Doctors Note Logo

Published on: 3/10/2026

Tubular Adenoma? Why Your Colon Grows Polyps & Medically Approved Steps

A tubular adenoma is a common precancerous colon polyp that is usually benign and slow growing; removing it during colonoscopy and following the right surveillance schedule are key to preventing colorectal cancer.

There are several factors to consider, including age, family history, polyp size and number, dysplasia, lifestyle risks, and symptoms that need urgent care. See below for medically approved steps on screening timing, diet and exercise, smoking and alcohol limits, and whether to discuss aspirin, which could impact your next healthcare decisions.

answer background

Explanation

Tubular Adenoma: Why Your Colon Grows Polyps & Medically Approved Steps to Take

A tubular adenoma is a type of colon polyp. It's common, often silent, and usually found during a routine colonoscopy. While most tubular adenomas are benign (non-cancerous), they are considered precancerous, meaning they can develop into colorectal cancer over time if not removed.

Understanding what a tubular adenoma is — and what to do about it — can help you take calm, informed action.


What Is a Tubular Adenoma?

A tubular adenoma is a growth that forms in the lining of the colon or rectum. It develops from glandular cells that normally produce mucus to help move stool through the intestines.

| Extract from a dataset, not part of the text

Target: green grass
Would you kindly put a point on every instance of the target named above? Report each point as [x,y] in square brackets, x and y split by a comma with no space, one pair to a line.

There are different types of colon polyps, but tubular adenomas are the most common type of adenomatous polyp. Adenomatous polyps are important because they have the potential to turn into cancer.

Here's what makes tubular adenomas distinct:

  • They have a tube-like gland structure under the microscope.
  • They usually grow slowly.
  • Most are small (less than 1 cm).
  • The majority do not become cancer — especially when found early.

However, without removal, some tubular adenomas can progress over years.


Why Does the Colon Grow Tubular Adenomas?

Colon polyps form when cells in the lining of the colon begin dividing more rapidly than they should. This happens due to changes (mutations) in the DNA of those cells.

Several medically recognized factors increase the risk:

1. Age

  • Risk rises significantly after age 45–50.
  • Most tubular adenomas are found during screening colonoscopies in adults over 50.

2. Family History

  • A family history of colorectal cancer or adenomatous polyps increases risk.
  • Certain inherited conditions (like familial adenomatous polyposis) cause multiple polyps.

3. Diet

Research links higher risk to:

  • Diets high in red or processed meats
  • Low fiber intake
  • Low fruit and vegetable consumption

4. Lifestyle Factors

  • Smoking
  • Heavy alcohol use
  • Obesity
  • Physical inactivity

5. Chronic Inflammation

  • Conditions like ulcerative colitis or Crohn's disease affecting the colon increase risk.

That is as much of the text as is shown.